The guardian engineering blog - What to listen to next? jq to the rescue!

Recently I was looking for some new music to listen to and thought I’d check the Guardian to see what had received good reviews. When I went on to the site though I found it a bit hard to narrow down the reviews to ones I was interested in — albums rather than live reviews, which had received at least 4 stars.

Naturally I turned to the Content API for help and this also seemed like a good opportunity to learn a tool I’d been interested in for a while: jq.

Jq, according to their GitHub site, is “a lightweight and flexible command-line JSON processor … like sed for JSON”.

I think of it as performing the functions that XPath and XSLT do for XML but for JSON (fortunately the syntax is far less verbose than XSLT). There is a fairly decent tutorial on the site, but best of all there is an online tool which allows you to try out jq interactively in a browser.
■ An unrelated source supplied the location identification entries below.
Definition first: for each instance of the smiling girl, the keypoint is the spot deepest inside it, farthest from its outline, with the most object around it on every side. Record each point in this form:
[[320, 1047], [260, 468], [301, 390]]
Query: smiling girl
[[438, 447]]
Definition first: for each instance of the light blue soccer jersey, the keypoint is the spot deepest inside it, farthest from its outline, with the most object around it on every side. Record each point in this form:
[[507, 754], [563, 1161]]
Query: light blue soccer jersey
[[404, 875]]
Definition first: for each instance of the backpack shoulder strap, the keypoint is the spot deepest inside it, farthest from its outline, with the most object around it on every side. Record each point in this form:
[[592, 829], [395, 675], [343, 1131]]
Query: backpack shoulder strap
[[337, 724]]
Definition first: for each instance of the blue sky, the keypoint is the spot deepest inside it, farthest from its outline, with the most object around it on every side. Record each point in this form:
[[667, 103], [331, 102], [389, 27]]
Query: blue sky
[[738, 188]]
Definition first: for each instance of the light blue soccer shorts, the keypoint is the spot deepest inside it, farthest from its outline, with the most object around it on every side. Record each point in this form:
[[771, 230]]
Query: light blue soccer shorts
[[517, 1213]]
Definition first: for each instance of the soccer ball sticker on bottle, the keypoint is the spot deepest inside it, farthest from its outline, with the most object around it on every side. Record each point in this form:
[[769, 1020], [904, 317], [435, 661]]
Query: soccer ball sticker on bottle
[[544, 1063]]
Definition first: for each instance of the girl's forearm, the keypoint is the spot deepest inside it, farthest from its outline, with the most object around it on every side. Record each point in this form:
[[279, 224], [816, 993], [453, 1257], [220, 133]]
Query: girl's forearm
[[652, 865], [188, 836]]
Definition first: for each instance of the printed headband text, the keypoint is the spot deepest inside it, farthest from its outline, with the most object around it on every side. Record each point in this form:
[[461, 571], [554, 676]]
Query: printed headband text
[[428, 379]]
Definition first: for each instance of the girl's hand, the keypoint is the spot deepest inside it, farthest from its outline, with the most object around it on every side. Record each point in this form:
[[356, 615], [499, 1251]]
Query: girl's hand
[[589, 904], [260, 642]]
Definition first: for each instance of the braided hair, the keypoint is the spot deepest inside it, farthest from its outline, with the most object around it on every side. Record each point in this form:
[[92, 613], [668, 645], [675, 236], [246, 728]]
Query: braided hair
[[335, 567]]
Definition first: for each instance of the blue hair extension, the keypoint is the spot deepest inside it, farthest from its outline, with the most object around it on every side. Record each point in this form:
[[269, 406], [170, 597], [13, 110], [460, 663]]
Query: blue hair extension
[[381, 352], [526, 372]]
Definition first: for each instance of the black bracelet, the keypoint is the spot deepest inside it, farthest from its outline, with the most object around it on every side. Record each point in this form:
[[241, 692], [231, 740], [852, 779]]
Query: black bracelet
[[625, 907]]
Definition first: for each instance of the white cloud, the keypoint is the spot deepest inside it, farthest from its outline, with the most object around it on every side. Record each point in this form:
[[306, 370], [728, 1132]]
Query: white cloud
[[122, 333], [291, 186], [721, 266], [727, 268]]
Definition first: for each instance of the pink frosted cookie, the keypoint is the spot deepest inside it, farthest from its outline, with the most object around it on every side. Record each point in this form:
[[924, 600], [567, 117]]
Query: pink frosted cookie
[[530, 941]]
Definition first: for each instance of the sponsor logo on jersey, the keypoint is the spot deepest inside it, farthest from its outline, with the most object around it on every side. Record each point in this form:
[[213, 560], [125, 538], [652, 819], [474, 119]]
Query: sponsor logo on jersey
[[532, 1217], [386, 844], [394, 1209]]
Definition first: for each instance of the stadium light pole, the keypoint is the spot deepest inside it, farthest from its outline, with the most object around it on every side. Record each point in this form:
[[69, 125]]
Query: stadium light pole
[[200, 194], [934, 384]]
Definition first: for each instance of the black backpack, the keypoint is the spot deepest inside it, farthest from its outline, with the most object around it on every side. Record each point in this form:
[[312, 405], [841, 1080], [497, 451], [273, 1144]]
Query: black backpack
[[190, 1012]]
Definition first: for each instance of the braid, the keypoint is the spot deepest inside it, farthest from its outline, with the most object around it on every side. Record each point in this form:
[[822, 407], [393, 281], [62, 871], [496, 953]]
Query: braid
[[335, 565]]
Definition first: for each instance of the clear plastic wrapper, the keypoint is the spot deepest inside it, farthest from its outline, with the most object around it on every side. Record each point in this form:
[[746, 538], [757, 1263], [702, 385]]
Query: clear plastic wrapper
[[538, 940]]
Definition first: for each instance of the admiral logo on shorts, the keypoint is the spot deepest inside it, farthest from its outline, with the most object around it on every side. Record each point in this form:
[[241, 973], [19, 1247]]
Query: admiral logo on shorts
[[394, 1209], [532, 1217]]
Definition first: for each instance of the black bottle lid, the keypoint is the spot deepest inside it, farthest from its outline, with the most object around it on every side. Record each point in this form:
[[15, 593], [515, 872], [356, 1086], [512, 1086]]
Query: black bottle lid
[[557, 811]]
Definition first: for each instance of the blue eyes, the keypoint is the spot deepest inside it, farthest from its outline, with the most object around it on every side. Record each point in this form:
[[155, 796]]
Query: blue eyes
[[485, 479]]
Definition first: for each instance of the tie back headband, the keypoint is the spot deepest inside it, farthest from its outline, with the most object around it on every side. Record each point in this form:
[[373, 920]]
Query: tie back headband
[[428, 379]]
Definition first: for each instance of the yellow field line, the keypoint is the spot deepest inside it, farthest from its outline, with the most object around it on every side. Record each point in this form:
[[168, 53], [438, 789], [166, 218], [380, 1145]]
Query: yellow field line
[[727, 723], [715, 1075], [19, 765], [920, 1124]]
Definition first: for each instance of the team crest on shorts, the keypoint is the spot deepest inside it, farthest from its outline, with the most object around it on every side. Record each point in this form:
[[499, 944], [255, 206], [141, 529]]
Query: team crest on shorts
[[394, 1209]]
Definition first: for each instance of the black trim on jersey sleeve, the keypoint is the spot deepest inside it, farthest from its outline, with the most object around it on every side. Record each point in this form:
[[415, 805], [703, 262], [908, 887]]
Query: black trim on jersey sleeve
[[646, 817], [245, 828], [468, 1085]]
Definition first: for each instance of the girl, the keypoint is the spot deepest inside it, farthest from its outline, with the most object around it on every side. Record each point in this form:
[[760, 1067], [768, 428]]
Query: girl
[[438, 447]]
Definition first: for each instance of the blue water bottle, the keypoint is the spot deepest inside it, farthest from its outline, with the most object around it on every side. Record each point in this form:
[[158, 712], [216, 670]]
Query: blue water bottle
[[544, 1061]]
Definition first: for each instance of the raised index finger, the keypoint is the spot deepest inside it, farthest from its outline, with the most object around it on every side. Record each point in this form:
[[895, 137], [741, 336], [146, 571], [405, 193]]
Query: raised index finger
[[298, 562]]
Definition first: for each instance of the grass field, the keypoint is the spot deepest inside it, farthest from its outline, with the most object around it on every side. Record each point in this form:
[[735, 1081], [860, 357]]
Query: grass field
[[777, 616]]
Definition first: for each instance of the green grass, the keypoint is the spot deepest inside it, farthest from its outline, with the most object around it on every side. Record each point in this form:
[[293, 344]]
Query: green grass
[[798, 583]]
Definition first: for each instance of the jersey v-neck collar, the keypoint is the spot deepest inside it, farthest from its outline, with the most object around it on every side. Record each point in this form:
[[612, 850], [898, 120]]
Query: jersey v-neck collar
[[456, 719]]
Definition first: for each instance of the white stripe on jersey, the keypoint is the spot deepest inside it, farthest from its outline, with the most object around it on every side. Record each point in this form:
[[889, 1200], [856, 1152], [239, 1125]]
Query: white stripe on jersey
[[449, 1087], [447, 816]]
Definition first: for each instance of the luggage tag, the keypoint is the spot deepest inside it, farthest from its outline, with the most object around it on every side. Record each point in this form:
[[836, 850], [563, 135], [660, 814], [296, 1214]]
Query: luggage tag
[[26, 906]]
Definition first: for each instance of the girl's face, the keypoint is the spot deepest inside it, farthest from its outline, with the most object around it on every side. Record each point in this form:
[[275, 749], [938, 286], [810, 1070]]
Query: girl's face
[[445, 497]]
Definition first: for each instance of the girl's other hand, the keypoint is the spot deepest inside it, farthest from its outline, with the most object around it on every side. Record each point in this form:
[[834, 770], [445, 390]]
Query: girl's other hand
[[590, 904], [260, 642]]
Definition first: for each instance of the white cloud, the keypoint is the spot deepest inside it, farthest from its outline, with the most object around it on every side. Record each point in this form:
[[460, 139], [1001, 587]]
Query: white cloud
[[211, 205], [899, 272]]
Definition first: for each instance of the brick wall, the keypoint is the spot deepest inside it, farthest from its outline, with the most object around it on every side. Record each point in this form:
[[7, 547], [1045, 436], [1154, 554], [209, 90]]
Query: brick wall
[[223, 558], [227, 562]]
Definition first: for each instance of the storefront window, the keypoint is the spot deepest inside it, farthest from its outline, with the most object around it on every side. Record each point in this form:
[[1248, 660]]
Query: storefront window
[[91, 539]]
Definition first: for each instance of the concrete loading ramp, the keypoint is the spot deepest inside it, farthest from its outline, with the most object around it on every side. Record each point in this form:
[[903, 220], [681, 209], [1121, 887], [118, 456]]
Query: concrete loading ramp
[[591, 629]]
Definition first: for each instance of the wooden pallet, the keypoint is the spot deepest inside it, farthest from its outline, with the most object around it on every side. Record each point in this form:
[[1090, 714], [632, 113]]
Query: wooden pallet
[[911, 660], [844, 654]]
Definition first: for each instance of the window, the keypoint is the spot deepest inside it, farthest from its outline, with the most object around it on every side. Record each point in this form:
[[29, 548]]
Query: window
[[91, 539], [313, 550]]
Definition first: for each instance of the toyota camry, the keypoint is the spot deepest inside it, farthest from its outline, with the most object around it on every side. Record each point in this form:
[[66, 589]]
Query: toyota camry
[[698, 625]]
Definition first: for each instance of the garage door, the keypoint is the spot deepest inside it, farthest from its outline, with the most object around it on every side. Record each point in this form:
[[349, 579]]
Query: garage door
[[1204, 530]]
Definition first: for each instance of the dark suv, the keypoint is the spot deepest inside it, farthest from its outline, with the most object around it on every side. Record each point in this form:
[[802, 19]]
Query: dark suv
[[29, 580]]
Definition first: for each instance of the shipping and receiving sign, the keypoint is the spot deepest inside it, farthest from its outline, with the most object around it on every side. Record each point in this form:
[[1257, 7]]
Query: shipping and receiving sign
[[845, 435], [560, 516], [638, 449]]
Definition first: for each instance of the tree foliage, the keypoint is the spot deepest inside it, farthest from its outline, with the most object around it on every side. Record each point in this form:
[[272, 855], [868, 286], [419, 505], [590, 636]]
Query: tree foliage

First though we need some JSON to transform, so over to the Content API.

CAPI talk

It is a simple enough task to fetch reviews by adding the tone/reviews tag, and by adding the tone/albumreview tag as well we can exclude live reviews and just return albums (I found that using both tags rather than just tone/albumreview alone gave better results because it filtered out some other non-review type articles).

By also adding fields=starRating into our query, we can return the star rating given in the review. Then we will limit our query to the last month by adding date parameters. This is about as far as we can go with the Content API since it doesn’t support querying by star rating.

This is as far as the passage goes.